Dave Dephoff

Personal information
- Born: David Dephoff 6 April 1928
- Died: 14 November 2014 (aged 86) Rotorua, New Zealand
- Spouse: Pauline Jean Coombes

Sport
- Country: New Zealand
- Sport: Athletics

Achievements and titles
- National finals: Long jump, 1st (1948, 52, 53) Decathlon, 1st (1949, 50, 51)

Medal record
Men's athletics
Representing New Zealand
Commonwealth Games
| Bronze medal – third place | 1950 Auckland | Long jump |

= Dave Dephoff =

New Zealand athlete (1928–2014)

David Dephoff (6 April 1928 – 14 November 2014) was a New Zealand long jumper and decathlete, who won the bronze medal in the men's long jump at the 1950 British Empire Games in Auckland.

==National championships==
Representing Canterbury, Dephoff won the under-19 long jump at the New Zealand amateur athletics championships in 1946 and 1947, with distances of 21 ft 10+1/8 in and 21 ft 10 in, respectively. He then won the national men's long jump title in 1948, 1952 and 1953, with a best distance of 23 ft 1 in at the 1952 championships.

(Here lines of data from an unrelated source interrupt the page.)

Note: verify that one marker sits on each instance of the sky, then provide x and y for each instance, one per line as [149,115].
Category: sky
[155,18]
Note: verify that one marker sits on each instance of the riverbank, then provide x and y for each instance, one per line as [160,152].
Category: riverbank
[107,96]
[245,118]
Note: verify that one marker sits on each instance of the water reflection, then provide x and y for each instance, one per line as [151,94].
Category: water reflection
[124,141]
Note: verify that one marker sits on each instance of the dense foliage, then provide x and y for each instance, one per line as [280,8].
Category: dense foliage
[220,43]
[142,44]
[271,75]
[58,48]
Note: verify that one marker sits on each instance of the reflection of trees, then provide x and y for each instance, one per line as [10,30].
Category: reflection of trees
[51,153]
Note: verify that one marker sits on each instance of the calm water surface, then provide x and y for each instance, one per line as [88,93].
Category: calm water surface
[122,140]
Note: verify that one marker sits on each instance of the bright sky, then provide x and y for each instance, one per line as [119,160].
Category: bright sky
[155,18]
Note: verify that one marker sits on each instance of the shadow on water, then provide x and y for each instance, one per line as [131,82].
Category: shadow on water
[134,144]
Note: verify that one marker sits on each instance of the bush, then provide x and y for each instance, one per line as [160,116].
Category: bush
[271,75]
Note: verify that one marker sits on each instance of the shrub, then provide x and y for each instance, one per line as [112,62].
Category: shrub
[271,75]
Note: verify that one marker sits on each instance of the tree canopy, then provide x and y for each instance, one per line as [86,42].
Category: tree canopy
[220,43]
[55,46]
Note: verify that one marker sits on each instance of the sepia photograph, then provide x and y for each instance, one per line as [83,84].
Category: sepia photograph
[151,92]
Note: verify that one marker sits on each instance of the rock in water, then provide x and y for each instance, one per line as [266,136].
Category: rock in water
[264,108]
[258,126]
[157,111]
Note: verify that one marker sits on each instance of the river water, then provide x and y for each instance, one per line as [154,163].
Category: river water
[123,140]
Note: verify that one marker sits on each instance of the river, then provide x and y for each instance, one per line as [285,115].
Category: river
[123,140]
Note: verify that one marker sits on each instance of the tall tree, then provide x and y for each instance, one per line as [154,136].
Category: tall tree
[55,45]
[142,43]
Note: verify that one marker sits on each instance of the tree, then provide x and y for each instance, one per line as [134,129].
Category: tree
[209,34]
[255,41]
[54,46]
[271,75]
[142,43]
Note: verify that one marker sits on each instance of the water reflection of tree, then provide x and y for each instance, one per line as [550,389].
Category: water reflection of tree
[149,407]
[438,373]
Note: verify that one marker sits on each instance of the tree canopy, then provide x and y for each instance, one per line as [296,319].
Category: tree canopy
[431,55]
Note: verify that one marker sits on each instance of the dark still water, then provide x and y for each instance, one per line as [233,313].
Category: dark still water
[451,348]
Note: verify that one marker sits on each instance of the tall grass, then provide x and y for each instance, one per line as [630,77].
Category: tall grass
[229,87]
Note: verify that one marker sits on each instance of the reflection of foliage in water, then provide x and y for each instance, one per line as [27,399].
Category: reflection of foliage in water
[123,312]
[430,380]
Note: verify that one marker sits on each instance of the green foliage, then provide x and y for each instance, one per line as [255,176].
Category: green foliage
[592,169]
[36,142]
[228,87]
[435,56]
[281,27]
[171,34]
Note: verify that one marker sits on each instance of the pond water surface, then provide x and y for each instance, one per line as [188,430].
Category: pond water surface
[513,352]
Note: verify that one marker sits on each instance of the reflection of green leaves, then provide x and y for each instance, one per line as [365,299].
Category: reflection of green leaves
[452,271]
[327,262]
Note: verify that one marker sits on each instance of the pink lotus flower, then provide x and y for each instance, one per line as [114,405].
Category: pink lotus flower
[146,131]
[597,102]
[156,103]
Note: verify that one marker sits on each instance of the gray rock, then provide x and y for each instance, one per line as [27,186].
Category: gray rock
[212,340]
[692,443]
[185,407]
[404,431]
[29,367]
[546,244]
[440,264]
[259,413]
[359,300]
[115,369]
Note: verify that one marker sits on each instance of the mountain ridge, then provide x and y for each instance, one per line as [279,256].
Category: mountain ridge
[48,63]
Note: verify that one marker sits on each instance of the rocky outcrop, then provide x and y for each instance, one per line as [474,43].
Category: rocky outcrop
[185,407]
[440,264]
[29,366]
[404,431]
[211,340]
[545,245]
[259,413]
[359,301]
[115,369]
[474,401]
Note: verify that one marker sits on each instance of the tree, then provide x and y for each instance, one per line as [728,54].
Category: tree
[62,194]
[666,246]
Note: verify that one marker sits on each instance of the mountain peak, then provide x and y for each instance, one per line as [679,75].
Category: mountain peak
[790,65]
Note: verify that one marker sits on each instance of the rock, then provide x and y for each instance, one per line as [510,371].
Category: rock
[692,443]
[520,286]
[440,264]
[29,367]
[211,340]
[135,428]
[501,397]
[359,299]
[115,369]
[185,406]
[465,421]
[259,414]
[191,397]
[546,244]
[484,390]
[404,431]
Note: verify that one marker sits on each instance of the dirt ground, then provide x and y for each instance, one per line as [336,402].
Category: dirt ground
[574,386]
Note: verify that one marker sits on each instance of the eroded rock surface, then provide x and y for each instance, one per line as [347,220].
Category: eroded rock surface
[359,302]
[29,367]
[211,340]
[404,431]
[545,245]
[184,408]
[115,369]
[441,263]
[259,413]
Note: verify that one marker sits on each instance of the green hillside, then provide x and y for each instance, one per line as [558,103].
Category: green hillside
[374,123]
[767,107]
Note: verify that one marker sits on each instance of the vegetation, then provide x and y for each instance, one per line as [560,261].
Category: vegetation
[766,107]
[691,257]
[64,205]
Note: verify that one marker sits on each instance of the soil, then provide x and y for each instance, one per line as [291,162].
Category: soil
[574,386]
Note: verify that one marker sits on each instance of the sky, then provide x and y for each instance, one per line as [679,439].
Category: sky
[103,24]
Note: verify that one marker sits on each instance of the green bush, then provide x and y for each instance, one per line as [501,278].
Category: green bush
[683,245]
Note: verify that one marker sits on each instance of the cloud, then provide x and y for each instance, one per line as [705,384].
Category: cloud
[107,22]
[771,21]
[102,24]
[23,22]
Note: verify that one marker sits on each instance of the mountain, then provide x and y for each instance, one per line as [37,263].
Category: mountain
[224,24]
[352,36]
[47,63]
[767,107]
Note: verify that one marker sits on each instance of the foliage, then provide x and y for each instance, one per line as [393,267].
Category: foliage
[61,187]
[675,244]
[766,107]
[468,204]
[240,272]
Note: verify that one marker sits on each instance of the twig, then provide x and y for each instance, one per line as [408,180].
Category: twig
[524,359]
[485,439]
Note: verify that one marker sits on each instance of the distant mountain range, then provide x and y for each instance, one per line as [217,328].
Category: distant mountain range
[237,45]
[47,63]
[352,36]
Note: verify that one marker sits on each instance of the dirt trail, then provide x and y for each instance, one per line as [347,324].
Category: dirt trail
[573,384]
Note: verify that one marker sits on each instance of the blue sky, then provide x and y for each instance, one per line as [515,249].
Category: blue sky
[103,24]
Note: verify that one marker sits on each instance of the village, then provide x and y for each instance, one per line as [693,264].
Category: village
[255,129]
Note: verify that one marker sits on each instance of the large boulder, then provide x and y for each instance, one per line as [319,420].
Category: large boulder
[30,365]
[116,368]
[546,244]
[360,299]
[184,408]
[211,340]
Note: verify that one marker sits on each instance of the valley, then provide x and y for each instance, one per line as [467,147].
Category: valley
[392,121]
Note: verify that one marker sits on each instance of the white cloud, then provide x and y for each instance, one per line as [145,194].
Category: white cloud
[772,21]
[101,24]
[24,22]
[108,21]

At the 1949 national athletics championships, Dephoff won the inaugural decathlon title, with a total of 5446 points. He went on to defend his title in 1950 (5358 points) and 1951 (5919 points).

==British Empire Games==
At the 1950 British Empire Games held in Auckland, Dephoff won the bronze medal in the men's long jump, with a distance of 23 ft 3 in, behind Neville Price of South Africa who recorded a distance of 24 ft 1 in, and Bevin Hough of New Zealand whose best jump was 23 ft 7+3/8 in.

==Death==
Dephoff died at Rotorua on 14 November 2014.